Pour le fun je me suis livré à un petit calcul, comme si tous ces chiffres étaient vrais Appliquons les 30% de réduction d’incidence et de décès aux chiffres actuels (source HAS : l’incidence est de 3000 cas par an et le nombre de décès de 1000, et ce avec un taux de couverture du dépistage individuel de 61,5%.). On passe alors, pour une amélioration de 20% du taux de couverture du dépistage (de 61,5%  à 80%), de 3000 à 2100 d’incidence et de 1000 à 700 décès (soit 300 décès de moins par an à 10 ans, c’est l’objectif !). Si on passait à 100% de couverture, donc 20% de plus, on aurait une réduction de 90% de l’incidence et des décès. Il n’y aurait plus que 300 cas de cancer par an et 100 décès. De 60 à 80% de taux de couverture on gagne 300 vies, de 80 à 100% on en gagne 600. Cherchez l’erreur !

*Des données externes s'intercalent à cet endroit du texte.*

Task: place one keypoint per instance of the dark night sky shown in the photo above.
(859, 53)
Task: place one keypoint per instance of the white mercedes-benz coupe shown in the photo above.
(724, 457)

Reste la vraie vie et ce que l’on dit aux femmes qui nous consultent. Que oui il semble bien établi que le dépistage améliore les chances de ne pas mourir du cancer du col de l’utérus. Que le nouveau test HPV sera plus simple, moins fréquent et plus efficace mais que, bien que recommandé après 30 ans, il n’est pas remboursé. Que si se faire examiner les gêne l’auto prélèvement arrive et les aidera. Que si on trouve quelque chose au test il faudra vérifier (souvent ce n’est rien) puis agir avec des conséquences pas toujours agréables mais souvent nécessaires. Qu’on ne peut pas leur garantir que ça marche 9 fois sur 10 comme on veut bien leur faire croire. Qu’il y a toujours des incertitudes et qu’elles doivent rester en alerte si des signes se manifestent. Que oui c’est chiant / angoissant / de devoir régulièrement vérifier qu’elles n’ont pas le cancer, etc. 

Et ça c’est pas l’INCa qui va nous aider à le faire, à trouver le ton et les mots justes, à entendre le non dit, à partager une information solide, pas magique.

 

(1) Avec la répétition des frottis cette faible sensibilité nous dit-on est en partie contournée. Par ailleurs on sait que le test HPV présente une meilleure sensibilité que le frottis (il y a plus de chance de détecter le cancer avec ce test). Mais il n’est pas remboursé par l’Assurance Maladie. L’INCa ne peut donc décemment pas le mettre comme référence dans le plan de dépistage organisé. Alors que la HAS elle même recommande dorénavant le test HPV à partir de 30 ans. Qui bougera en premier ?

(2) il meurt 290.000 femmes par an en France, juste pour situer l’importance du programme de dépistage organisé dans un contexte plus général.